By Lara Pickford-Gordon
Controversial provisions in the new Organisation of African, Caribbean and Pacific States (OACPS) and European Union agreement have prompted a call for postponement of the signing ceremony to be held on November 15 in Apia Samoa.
The inclusion of clauses delving into the country’s domestic and social affairs and introducing issues such as Sexual and Reproductive Health Rights-abortion, and LGBTQIA rights into countries had sparked outrage. Jamaica has withdrawn from signing the agreement tomorrow.
The US Christian lobbying organisation Family Watch International put out an “urgent alert” warning that in less than 24 hours 79 nations planned to sign “Abortion/CSE/Transgender/Sexual Rights Treaty with the European Union!” SIGN HERE TO STOP THE 79 NATIONS FROM SIGNING TREATY
Consultant with the Catholic Commission for Social Justice (CCSJ), Leela Ramdeen said there should be no signing “until all EU and African and Caribbean and Pacific countries feel equally respected in this agreement thereby ensuring that this agreement will not violate national sovereignty on health and education issues including sexual and reproductive health and rights and comprehensive sexuality education.”
In an interview today, Tuesday, November 14 Ramdeen said she has become aware of the news through the Family Watch organisation. “The idea is that it will be lucrative if we sign it because it is an economic treaty with economic benefits with funding from the European Union.”
Citing Family Watch International, Ramdeen highlighted that an economic treaty has been converted to a human rights treaty which will be binding for countries to implement. “They slipped in euphemistic terms to commit the treaty parties to support a global order and global governance with the UN [United Nations] at its core, mainstream gender equality, for example transgender equality, in all laws and policies without defining gender as male and female”.
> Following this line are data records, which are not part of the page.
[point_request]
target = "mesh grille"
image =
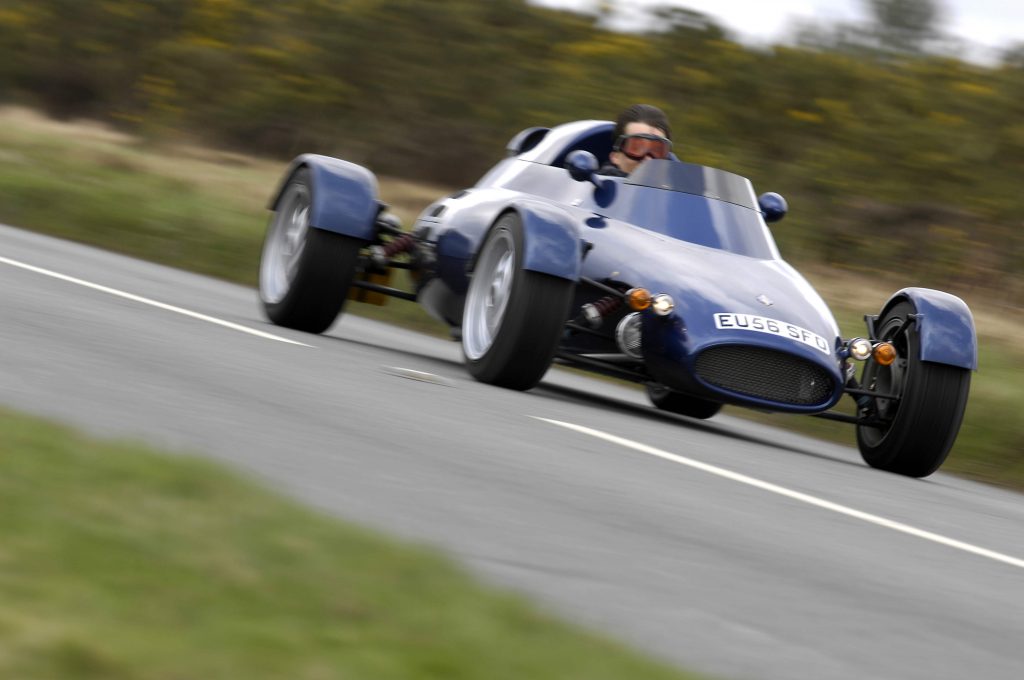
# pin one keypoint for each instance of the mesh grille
(765, 374)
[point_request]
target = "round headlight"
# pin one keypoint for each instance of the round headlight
(663, 304)
(860, 348)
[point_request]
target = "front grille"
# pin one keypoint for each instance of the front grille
(765, 374)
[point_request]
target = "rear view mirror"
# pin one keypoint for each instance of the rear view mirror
(773, 206)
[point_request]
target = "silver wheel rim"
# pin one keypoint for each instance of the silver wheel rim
(488, 295)
(285, 244)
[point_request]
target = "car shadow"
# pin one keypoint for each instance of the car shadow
(561, 392)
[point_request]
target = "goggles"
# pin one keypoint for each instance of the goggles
(639, 146)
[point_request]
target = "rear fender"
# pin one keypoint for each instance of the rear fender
(343, 196)
(945, 327)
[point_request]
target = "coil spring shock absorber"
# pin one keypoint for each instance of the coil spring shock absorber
(381, 255)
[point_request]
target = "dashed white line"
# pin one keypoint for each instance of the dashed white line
(788, 493)
(420, 376)
(153, 303)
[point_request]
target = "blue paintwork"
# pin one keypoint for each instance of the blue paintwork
(344, 196)
(694, 232)
(945, 327)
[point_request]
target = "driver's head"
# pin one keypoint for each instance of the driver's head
(642, 131)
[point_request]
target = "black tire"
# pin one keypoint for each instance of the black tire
(305, 272)
(920, 429)
(684, 405)
(513, 317)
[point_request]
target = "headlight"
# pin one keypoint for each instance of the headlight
(663, 304)
(860, 348)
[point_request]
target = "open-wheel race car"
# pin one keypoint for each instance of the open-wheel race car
(669, 278)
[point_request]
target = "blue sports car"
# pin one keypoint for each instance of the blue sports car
(669, 277)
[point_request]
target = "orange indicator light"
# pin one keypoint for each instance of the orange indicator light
(638, 298)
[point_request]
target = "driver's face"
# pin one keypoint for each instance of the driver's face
(622, 161)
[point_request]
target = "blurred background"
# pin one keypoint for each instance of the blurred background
(896, 136)
(884, 131)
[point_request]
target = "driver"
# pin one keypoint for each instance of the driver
(641, 132)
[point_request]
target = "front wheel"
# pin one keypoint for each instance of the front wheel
(305, 272)
(911, 433)
(513, 317)
(673, 401)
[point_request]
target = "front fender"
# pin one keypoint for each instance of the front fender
(945, 327)
(343, 196)
(552, 241)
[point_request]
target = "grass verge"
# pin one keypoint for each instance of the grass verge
(118, 562)
(205, 210)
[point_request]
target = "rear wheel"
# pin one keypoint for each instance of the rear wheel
(513, 317)
(304, 272)
(673, 401)
(913, 432)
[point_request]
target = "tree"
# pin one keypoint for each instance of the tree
(905, 27)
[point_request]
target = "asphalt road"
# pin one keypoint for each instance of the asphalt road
(733, 549)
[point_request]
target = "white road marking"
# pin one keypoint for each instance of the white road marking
(797, 496)
(421, 376)
(154, 303)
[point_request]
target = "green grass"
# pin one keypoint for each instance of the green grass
(205, 210)
(119, 562)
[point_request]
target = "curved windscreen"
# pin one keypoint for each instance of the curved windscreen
(695, 179)
(695, 218)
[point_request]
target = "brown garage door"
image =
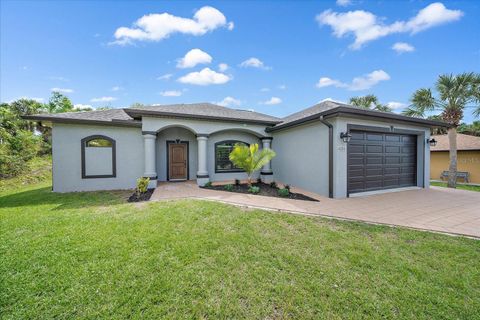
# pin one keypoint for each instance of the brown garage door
(379, 161)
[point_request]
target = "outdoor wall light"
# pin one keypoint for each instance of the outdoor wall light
(432, 142)
(345, 136)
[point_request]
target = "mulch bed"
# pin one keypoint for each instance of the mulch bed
(142, 197)
(265, 190)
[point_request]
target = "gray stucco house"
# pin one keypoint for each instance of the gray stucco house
(331, 149)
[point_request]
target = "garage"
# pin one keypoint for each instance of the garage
(378, 161)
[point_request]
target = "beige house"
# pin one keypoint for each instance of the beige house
(468, 153)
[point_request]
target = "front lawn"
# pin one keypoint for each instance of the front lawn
(459, 186)
(92, 255)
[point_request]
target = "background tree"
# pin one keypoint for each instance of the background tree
(250, 158)
(369, 102)
(454, 94)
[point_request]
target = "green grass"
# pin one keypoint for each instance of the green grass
(91, 255)
(459, 186)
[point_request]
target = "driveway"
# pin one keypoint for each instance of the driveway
(435, 209)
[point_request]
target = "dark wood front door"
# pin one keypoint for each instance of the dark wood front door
(177, 161)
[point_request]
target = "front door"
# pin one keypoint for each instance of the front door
(177, 161)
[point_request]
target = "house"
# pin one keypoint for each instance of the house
(468, 156)
(331, 148)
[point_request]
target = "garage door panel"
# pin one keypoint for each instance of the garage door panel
(381, 161)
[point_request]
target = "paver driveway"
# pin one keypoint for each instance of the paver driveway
(436, 209)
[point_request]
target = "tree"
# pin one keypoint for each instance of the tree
(59, 103)
(455, 93)
(250, 158)
(369, 102)
(471, 129)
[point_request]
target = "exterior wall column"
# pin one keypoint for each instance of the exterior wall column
(149, 141)
(267, 172)
(202, 173)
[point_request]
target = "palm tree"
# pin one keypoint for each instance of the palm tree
(369, 102)
(250, 159)
(455, 93)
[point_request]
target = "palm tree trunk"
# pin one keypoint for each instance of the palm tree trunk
(452, 170)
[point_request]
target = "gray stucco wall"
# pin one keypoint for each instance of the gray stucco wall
(302, 157)
(161, 150)
(66, 149)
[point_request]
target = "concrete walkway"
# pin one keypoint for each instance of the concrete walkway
(435, 209)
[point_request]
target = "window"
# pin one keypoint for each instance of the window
(98, 143)
(98, 157)
(222, 153)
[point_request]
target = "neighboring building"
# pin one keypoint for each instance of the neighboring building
(468, 157)
(110, 149)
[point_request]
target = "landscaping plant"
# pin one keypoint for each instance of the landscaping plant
(254, 189)
(142, 185)
(250, 158)
(283, 192)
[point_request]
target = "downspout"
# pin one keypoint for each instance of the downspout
(330, 155)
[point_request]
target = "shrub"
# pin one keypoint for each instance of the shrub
(142, 185)
(283, 192)
(254, 189)
(208, 184)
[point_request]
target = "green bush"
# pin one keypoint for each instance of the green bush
(283, 192)
(254, 189)
(228, 187)
(142, 185)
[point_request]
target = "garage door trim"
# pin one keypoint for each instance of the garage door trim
(420, 153)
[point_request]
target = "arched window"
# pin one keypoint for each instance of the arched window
(98, 157)
(222, 153)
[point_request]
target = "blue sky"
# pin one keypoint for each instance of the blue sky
(279, 57)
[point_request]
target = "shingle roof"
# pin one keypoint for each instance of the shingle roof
(464, 142)
(111, 115)
(203, 110)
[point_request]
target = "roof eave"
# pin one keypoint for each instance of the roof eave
(115, 122)
(136, 113)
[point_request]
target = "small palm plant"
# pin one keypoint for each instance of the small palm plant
(250, 158)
Countries will have to cooperate with the UN human rights mechanism which she said encompassed abortion, sexual and transgender rights, and comprehensive sexuality education (CSE) and sexual rights for children.
Ramdeen noted the inclusion of ‘Sexual and Reproductive Health and Rights’ (SRHR) was a contested term that has been repeatedly rejected by countries including T&T. Ramdeen however, said after the treaty text was agreed in April 2021, the EU subsequently developed a definition for SRHR that includes abortion, gender identity, and sexual orientation rights.
She commented that the position taken by the EU in line with the UN will create a “superblock that will have a monopoly.” Ramdeen said treaty provisions will supersede national laws and agreements with other countries and by signing, we will be doing as FWI states,“we are giving up our national sovereignty to a council of ministers, co-chaired by the European Union that will have the power to make binding decisions to all those who sign this treaty.”
She referred to the UN Educational, Scientific and Cultural Organization (UNESCO)/UNAIDS ‘International Technical Guidance on Sexuality Education’ which mentions masturbation, sexual orientation, transphobia, and children having a right to sexual pleasure.
Ramdeen said for a long time the Catholic Church has been at the forefront alerting the State about opposition to the introduction of CSE in local schools. The 1961 Concordat prevents the introduction of any material in schools which is contrary to religious denomination schools. It states, “In denominational schools, no books or apparatus, to which the denominational authority formally objects, will be introduced or imposed”.
Ramdeen added, “There are more Catholics in State schools than in Catholic schools and we don’t want our children or any children in State schools to be exposed to the kind of CSE that is currently being promoted.”
Ramdeen said the foreign affairs minister in Jamaica has indicated that country will not be signing.
“We need to be alert to the fact that it is ongoing, it is relentless. As a sovereign State, we will not be allowed to do what we want if we or any of our Caribbean nations sign this treaty.”
Asked about the inclusion of social and domestic issues into treaties, Ramdeen said, “It is becoming more and more a trend where they try to entrench these issues in treaties and if countries do not ensure that the documents reflect the values they expouse, yet they go ahead and sign them, they will then be bound by the provisions once they raitfy the Agreement.”